Yeteneği kısa sürede fark edilen Zonaro, Cignorelli Akademisine alınmıştır. Akademide eğitimini askerlik görevini yerine getirmek için yarım bırakmıştır. Geri döndüğünde ise eğitimini Paris'te tamamlamış ve Cignorelli Akademisine geri dönerek buradan resim öğretmenliği diplomasını almıştır. Zonaro 1891 senesinde İstanbul'a geldiğinde hayatı tamamen değişmiştir. 1896 yılında Sultan II. Abdülhamid'in ihsanıyla Saray Başressamlığına atanan Zonaro "Ressam Hazret-i Şehriyarî" unvanını almış ve 1908 senesine kadar bu görevde kalmıştır. 1911 senesinde İtalya'nın Osmanlı himayesindeki Trablusgarp'a saldırmasıyla birlikte ülkedeki İtalyan uyruklu vatandaşlar sınır dışı edilmiş ve Zonaro ile ailesi de bu süreçte İstanbul'dan ayrılmıştır. İtalya'ya dönen Zonaro 1929 senesinde vefat etmiştir. Zonaro'nun eseri Sultan II. Abdülhamid'in isteğiyle 1903 senesinde yapılmıştır. Resim tamamlandıktan sonra II. Abdülhamid ressamın maaşına aylık 5 lira zam yapmıştır.

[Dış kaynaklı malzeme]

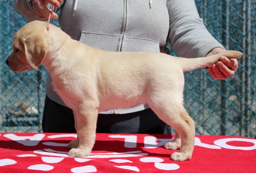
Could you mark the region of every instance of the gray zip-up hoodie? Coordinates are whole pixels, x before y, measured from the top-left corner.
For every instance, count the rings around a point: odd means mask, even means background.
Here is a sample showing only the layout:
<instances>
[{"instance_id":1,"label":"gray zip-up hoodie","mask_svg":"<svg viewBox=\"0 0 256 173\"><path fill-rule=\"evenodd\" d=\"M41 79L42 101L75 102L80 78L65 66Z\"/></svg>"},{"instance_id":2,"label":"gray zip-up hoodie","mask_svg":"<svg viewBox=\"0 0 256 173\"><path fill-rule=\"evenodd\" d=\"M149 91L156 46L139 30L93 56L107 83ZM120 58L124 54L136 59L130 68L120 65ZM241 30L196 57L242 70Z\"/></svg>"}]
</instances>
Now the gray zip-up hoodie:
<instances>
[{"instance_id":1,"label":"gray zip-up hoodie","mask_svg":"<svg viewBox=\"0 0 256 173\"><path fill-rule=\"evenodd\" d=\"M14 7L29 20L42 19L36 15L30 0L16 0ZM103 50L169 54L170 43L179 56L193 58L223 48L206 29L193 0L68 0L59 9L64 31L73 39ZM46 94L65 105L54 91L50 76ZM101 113L126 114L148 108L135 105Z\"/></svg>"}]
</instances>

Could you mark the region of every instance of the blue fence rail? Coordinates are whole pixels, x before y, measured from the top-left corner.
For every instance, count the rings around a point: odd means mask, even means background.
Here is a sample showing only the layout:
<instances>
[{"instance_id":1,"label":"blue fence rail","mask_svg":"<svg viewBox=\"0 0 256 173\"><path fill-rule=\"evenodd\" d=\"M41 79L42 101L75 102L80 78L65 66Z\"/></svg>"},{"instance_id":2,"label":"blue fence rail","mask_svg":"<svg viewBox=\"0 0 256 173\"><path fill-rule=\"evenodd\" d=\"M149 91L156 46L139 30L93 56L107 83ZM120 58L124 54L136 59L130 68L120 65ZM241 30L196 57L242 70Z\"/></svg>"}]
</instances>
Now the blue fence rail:
<instances>
[{"instance_id":1,"label":"blue fence rail","mask_svg":"<svg viewBox=\"0 0 256 173\"><path fill-rule=\"evenodd\" d=\"M203 69L185 73L185 106L196 133L256 137L256 0L195 1L214 37L226 49L244 54L236 75L225 80ZM0 132L41 132L47 71L42 66L15 73L5 63L14 34L27 22L13 3L0 1Z\"/></svg>"}]
</instances>

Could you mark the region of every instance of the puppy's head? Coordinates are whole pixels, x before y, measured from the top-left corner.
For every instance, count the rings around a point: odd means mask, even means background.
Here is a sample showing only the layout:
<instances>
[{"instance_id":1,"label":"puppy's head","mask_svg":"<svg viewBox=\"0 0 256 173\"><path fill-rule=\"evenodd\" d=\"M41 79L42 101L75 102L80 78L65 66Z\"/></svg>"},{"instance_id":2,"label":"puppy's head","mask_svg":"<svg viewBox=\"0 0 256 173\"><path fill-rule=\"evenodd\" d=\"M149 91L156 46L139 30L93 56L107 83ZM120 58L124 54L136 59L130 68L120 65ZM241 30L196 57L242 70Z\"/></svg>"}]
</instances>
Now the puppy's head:
<instances>
[{"instance_id":1,"label":"puppy's head","mask_svg":"<svg viewBox=\"0 0 256 173\"><path fill-rule=\"evenodd\" d=\"M13 42L13 51L6 61L11 70L36 70L42 63L49 47L46 25L45 22L34 21L18 31Z\"/></svg>"}]
</instances>

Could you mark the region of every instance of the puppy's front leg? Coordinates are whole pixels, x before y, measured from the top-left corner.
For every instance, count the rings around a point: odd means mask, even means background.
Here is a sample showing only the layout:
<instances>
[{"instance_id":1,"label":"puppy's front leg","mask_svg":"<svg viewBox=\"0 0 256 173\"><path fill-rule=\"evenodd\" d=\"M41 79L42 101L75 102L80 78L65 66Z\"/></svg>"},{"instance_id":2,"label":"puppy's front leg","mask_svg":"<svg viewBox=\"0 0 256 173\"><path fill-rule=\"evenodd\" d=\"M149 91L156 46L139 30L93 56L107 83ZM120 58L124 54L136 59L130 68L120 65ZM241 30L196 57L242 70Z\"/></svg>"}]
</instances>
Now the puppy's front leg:
<instances>
[{"instance_id":1,"label":"puppy's front leg","mask_svg":"<svg viewBox=\"0 0 256 173\"><path fill-rule=\"evenodd\" d=\"M78 139L75 142L78 146L72 148L68 155L73 157L84 157L89 155L95 142L98 110L88 111L74 111L76 122Z\"/></svg>"},{"instance_id":2,"label":"puppy's front leg","mask_svg":"<svg viewBox=\"0 0 256 173\"><path fill-rule=\"evenodd\" d=\"M76 131L78 132L78 124L77 124L77 121L76 120L77 117L76 116L76 114L75 113L75 111L73 111L73 114L74 114L74 116L75 118L75 128L76 129ZM70 149L72 149L73 148L76 148L78 147L79 145L79 137L78 135L76 140L71 141L70 142L69 142L68 145L68 148Z\"/></svg>"}]
</instances>

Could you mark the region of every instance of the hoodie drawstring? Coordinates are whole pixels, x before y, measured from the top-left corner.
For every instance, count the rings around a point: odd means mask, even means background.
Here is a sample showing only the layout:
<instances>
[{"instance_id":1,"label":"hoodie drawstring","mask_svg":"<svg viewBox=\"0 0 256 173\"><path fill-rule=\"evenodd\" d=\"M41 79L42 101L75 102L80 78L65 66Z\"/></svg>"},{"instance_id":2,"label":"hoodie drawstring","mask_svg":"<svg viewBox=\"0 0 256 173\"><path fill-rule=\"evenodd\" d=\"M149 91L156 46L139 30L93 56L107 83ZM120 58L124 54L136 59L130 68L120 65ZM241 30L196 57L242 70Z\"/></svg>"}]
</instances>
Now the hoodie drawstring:
<instances>
[{"instance_id":1,"label":"hoodie drawstring","mask_svg":"<svg viewBox=\"0 0 256 173\"><path fill-rule=\"evenodd\" d=\"M74 13L73 16L75 16L75 13L76 13L76 11L77 11L77 7L78 6L78 0L76 0L75 1L75 5L74 6Z\"/></svg>"},{"instance_id":2,"label":"hoodie drawstring","mask_svg":"<svg viewBox=\"0 0 256 173\"><path fill-rule=\"evenodd\" d=\"M149 8L151 9L152 7L152 0L149 0Z\"/></svg>"}]
</instances>

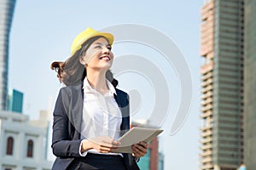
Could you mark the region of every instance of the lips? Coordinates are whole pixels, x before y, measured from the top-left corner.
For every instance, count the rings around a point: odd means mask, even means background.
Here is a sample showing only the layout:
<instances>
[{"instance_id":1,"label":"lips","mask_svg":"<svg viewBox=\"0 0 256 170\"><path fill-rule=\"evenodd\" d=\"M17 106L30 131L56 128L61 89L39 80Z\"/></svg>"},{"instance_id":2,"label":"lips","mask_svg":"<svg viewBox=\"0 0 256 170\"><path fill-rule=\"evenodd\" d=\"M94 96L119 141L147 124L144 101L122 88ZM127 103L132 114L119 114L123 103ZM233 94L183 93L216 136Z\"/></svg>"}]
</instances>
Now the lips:
<instances>
[{"instance_id":1,"label":"lips","mask_svg":"<svg viewBox=\"0 0 256 170\"><path fill-rule=\"evenodd\" d=\"M105 60L105 61L109 61L110 58L108 56L102 56L102 57L100 57L100 60Z\"/></svg>"}]
</instances>

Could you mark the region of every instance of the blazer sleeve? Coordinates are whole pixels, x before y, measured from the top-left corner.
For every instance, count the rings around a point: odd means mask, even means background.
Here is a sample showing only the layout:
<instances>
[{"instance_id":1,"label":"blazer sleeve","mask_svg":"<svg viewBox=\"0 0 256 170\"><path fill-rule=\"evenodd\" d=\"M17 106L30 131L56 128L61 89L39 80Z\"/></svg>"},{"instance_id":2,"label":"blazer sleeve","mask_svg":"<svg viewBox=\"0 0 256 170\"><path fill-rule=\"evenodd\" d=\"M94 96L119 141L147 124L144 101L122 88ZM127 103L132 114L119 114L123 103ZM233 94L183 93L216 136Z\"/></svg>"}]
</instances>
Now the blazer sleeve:
<instances>
[{"instance_id":1,"label":"blazer sleeve","mask_svg":"<svg viewBox=\"0 0 256 170\"><path fill-rule=\"evenodd\" d=\"M53 154L59 157L80 157L79 145L82 139L73 139L74 128L70 123L62 101L63 88L59 92L53 112Z\"/></svg>"}]
</instances>

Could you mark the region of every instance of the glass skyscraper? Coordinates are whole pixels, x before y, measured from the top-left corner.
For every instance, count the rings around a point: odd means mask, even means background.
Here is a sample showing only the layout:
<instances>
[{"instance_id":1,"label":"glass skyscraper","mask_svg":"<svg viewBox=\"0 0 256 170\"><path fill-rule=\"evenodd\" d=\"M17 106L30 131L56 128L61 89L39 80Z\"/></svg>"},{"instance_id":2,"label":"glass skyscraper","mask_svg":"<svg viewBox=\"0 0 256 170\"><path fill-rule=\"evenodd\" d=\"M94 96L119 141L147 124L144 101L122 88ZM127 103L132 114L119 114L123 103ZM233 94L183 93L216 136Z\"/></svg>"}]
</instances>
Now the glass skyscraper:
<instances>
[{"instance_id":1,"label":"glass skyscraper","mask_svg":"<svg viewBox=\"0 0 256 170\"><path fill-rule=\"evenodd\" d=\"M256 168L256 1L245 0L245 165Z\"/></svg>"},{"instance_id":2,"label":"glass skyscraper","mask_svg":"<svg viewBox=\"0 0 256 170\"><path fill-rule=\"evenodd\" d=\"M9 43L15 0L0 0L0 110L8 110Z\"/></svg>"}]
</instances>

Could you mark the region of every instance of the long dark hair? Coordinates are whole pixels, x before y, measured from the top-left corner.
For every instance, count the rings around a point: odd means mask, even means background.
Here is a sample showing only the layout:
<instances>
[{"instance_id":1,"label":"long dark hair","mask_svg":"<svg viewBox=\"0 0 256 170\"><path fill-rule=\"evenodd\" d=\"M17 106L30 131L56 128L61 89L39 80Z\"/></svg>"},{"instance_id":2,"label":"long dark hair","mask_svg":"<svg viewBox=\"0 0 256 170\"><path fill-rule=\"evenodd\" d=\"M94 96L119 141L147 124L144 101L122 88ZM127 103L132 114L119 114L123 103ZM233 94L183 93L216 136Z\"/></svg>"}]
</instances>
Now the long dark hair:
<instances>
[{"instance_id":1,"label":"long dark hair","mask_svg":"<svg viewBox=\"0 0 256 170\"><path fill-rule=\"evenodd\" d=\"M50 68L57 72L57 77L61 82L63 82L66 86L77 85L84 81L86 76L86 69L83 65L79 59L85 54L88 48L102 36L97 36L88 39L82 45L82 48L76 51L76 53L69 57L66 61L55 61L50 65ZM106 38L107 39L107 38ZM108 39L107 39L108 41ZM106 78L111 82L113 86L116 88L118 81L113 78L111 71L108 71L106 73Z\"/></svg>"}]
</instances>

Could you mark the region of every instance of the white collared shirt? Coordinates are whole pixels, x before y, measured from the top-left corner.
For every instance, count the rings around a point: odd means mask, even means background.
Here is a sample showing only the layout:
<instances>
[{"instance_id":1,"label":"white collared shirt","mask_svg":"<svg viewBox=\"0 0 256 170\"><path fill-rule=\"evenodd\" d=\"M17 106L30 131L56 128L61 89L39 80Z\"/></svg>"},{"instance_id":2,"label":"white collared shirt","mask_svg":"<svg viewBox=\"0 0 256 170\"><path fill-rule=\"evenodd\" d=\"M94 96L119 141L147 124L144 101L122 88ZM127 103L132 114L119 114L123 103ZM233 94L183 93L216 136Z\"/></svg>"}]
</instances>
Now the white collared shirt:
<instances>
[{"instance_id":1,"label":"white collared shirt","mask_svg":"<svg viewBox=\"0 0 256 170\"><path fill-rule=\"evenodd\" d=\"M109 92L103 95L90 86L86 77L84 81L82 139L97 136L110 136L114 139L120 137L122 114L113 97L116 91L109 81L106 82ZM87 152L99 153L91 149L80 155L84 156Z\"/></svg>"}]
</instances>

  • Kompozisyona baktığımıza Fatih Sultan Mehmed'in atının sağ yanında hocası Ak Şemseddin görülmektedir. Yerde Bizanslı askerlerin cesetleri ve cansız at bedenleri bulunmaktadır.

Fatih maiyetiyle birlikte kemerli bir sur kapısından İstanbul'a girmiş ve kutsal bir an yaşanmaktadır. Fatih'in sol yanında bulunan sakallı bir yeniçeri askeri dikkat çekicidir. Hasan Rıza'nın tablosunda olduğu gibi burada Zonaro kendisini resmetmiştir. Fetih ordusunda kendini "Nimelceyş" olarak göstermektedir. İki resim birbirine genel çerçevede benzemekle birlikte iki ressam da hemen hemen aynı yere kendini resmetmiştir. Kompozisyonlara baktığımızda Fausto Zonaro bir şekilde Hasan Rıza'nın resmini görmüş ve etkilenmiş olmalı. Bu üç resmin birbiriyle ilişkisini bir şekilde anlatmaya çalıştığımız yazımızı noktalamadan önce yakın bir dönemde ortaya çıkan bir başka Fatih'in İstanbul'a girişiyle alakalı tablodan söz etmek istiyoruz. Haberlere de konu olan bu olay Bursa'da başlamaktadır.

Bursa'da bir ailenin elinde bulunan ve Ali Sami Boyar tarafından çizilen Fatih'in İstanbul'a girişini betimleyen resim yakın dönemde bir koleksiyonere satılmış. Daha evvelden Boyar'ın böyle bir tablosu bilinmemekle birlikte Constant'ın yukarıda bahsettiğimiz resmiyle neredeyse aynı olması ilgi çekicidir. Ali Sami Boyar'ın Constant'ın eserini nerede gördüğünü tam olarak bilmiyoruz belki de Fransa'ya gittiğinde gördü ve etkilenerek çizdi. Bununla alakalı ayrı bir araştırma yapılmalı ve bu dört tablonun arasındaki bağ bir şekilde ortaya çıkartılmalı diyerek sözlerimizi noktalıyoruz.